Archiv, IHM
„Schädliches zurückschneiden, Gutes wachsen lassen“
jvh-Redaktionsgespräch mit Staatssekretär Schauerte und Handwerkspräsident Traublinger
(jvh/njb/djs München) Neue Impulse und neue Kooperationen erwartet Hartmut Schauerte (CDU), Staatssekretär im Bundeswirtschaftsministerium, von der Internationalen Handwerksmesse in München. Zusammen mit Heinrich Traublinger, Präsident der Handwerkskammer München und Oberbayern, besuchte er den Messestand der Journalisten-Vereinigung der Handwerkspresse (jvh) und sprach über die geplante Erhöhung der Mehrwertsteuer, die Lockerung der Handwerksordnung – und natürlich über die Messe.
„Wir sind gut im Messewesen, und das soll auch so bleiben“, sagte Schauerte. „Mit Insellösungen kommt heute kein Unternehmen weiter, wir brauchen Vernetzungen, besonders im Bereich des Handwerks“, meinte der Wirtschaftsstaatssekretär. Eine Messe sei eine gute Möglichkeit, Kontakte zu knüpfen.
In Schule und Universität werde nicht für die Praxis ausgebildet, beklagte Schauerte. „Das Verständnis für Wirtschaft und die Freude daran sind aber absolute Notwendigkeiten“. Der parlamentarische Staatssekretär forderte daher die Einrichtung von Existenzgründerlehrstühlen. Um schon Jugendliche zu unternehmerischem Denken zu animieren, müssten Schule und Wirtschaft besser vernetzt werden. Lehrer sollten einmal jährlich Unternehmen und Handwerksbetriebe ihrer Region besuchen und sich dort – allerdings in ihrer Freizeit, fügte Traublinger an – informieren. So könnten Schüler besser auf das Berufsleben vorbereitet werden.

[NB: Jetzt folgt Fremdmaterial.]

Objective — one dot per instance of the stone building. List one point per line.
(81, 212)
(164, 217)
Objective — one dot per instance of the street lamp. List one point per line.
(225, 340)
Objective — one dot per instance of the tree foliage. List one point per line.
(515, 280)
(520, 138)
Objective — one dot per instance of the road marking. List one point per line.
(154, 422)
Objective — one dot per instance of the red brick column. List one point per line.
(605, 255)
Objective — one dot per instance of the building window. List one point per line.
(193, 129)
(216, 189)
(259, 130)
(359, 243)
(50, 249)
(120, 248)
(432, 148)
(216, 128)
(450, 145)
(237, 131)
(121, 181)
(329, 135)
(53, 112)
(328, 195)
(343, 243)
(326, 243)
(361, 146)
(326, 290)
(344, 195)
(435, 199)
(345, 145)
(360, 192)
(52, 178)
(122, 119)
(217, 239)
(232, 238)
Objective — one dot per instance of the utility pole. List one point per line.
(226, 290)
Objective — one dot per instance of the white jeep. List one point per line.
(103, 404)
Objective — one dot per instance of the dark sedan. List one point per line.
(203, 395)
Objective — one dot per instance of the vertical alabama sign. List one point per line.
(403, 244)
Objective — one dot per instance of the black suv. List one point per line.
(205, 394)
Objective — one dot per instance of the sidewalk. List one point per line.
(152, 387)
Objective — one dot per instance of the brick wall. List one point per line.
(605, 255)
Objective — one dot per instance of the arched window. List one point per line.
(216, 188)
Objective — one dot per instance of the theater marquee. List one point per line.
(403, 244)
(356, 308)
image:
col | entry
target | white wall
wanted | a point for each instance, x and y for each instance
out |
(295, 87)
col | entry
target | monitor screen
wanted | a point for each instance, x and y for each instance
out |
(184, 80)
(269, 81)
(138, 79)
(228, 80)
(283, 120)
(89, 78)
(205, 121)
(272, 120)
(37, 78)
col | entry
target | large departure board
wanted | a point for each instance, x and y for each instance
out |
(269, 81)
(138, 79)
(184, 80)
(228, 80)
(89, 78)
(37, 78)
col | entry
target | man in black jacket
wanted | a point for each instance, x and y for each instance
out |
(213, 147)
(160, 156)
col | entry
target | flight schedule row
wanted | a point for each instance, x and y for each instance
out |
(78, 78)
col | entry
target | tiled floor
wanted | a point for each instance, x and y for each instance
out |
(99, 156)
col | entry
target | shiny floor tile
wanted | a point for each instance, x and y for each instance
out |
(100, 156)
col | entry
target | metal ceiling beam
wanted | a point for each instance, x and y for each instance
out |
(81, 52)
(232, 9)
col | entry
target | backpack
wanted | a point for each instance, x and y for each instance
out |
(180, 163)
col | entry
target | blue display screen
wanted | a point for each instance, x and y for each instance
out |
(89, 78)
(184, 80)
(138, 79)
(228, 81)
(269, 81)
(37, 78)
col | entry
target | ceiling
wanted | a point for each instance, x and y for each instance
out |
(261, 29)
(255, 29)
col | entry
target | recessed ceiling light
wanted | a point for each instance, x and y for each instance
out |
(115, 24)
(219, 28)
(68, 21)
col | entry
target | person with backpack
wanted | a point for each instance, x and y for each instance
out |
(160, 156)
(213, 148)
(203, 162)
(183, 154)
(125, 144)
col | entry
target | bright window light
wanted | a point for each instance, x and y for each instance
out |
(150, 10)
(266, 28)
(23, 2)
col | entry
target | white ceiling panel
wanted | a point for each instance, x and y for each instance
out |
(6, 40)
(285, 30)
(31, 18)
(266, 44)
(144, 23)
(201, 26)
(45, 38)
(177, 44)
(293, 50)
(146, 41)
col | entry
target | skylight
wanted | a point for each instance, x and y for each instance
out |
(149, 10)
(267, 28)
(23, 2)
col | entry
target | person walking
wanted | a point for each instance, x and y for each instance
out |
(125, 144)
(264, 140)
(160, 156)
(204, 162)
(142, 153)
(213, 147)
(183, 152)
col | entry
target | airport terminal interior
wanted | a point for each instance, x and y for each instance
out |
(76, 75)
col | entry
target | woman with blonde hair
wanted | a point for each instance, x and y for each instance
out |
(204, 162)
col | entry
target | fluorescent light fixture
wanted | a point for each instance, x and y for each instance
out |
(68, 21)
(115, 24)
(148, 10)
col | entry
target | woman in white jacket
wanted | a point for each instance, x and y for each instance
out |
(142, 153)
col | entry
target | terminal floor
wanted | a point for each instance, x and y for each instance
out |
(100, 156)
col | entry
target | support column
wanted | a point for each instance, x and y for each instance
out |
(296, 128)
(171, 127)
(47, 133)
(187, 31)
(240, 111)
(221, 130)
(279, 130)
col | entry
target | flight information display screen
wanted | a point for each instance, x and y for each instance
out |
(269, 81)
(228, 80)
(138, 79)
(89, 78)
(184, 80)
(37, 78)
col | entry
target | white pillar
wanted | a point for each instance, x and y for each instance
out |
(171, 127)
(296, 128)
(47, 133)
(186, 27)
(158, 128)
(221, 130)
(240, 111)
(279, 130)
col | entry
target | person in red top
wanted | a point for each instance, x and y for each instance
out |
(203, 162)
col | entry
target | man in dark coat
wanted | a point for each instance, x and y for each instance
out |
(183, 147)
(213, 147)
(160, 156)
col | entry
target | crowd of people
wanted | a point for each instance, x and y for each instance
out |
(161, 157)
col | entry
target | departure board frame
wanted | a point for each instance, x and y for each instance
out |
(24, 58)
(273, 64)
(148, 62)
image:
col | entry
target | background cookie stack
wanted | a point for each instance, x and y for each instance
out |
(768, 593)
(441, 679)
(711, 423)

Angesprochen auf die Lockerung der Handwerksordnung holte Traublinger zu einer Abrechnung mit der Gesetzesnovelle aus: Da der Meistervorbehalt in 53 Berufen abgeschafft wurde, gebe es wesentlich mehr Scheinselbständige beispielsweise bei den Fliesenlegern und Gebäudereinigern. Mit niedrigen Qualitätsstandards schädigten diese bewährte Meisterbetriebe und vernichteten dort zahlreiche Arbeits- und Ausbildungsplätze.
Hartmut Schauerte räumte ein, dass die Novellierung der Handwerksordnung einer gründlichen Überprüfung bedürfe, warnte jedoch vor einem Schnellschuss: „Rein in die Kartoffeln, raus aus die Kartoffeln“ werde es für ihn nicht geben. Nach einer Evaluierung gelte der Grundsatz: „Wir müssen Schädliches zurückschneiden und Gutes wachsen lassen.“
Neben dem Wegfall des Meistervorbehaltes ist auch die geplante Erhöhung der Mehrwertsteuer dem Handwerk ein Dorn im Auge. Heinrich Traublinger wandte sich entschieden gegen die Erhöhung, da diese zu Schwarzarbeit führe. Schauerte konnte Traublinger diesbezüglich keine Hoffnung machen: Er ging von einer Erhöhung auf 19 Prozent aus, da die Mehreinnahmen dringend zur Haushaltskonsolidierung benötigt würden. Sollte dann noch Geld übrig sein, könnte dies in den Wirtschaftsbereich des Handwerks investiert werden. Einen reduzierten Mehrwertsteuersatz für arbeitsintensive Handwerks-Dienstleistungen werde es nicht geben, da sich Bundesfinanzminister Steinbrück klar dagegen ausgesprochen hatte. „Da können wir nichts mehr für Ausnahmeregelungen tun. Diese Schlacht ist verloren“, so Schauerte.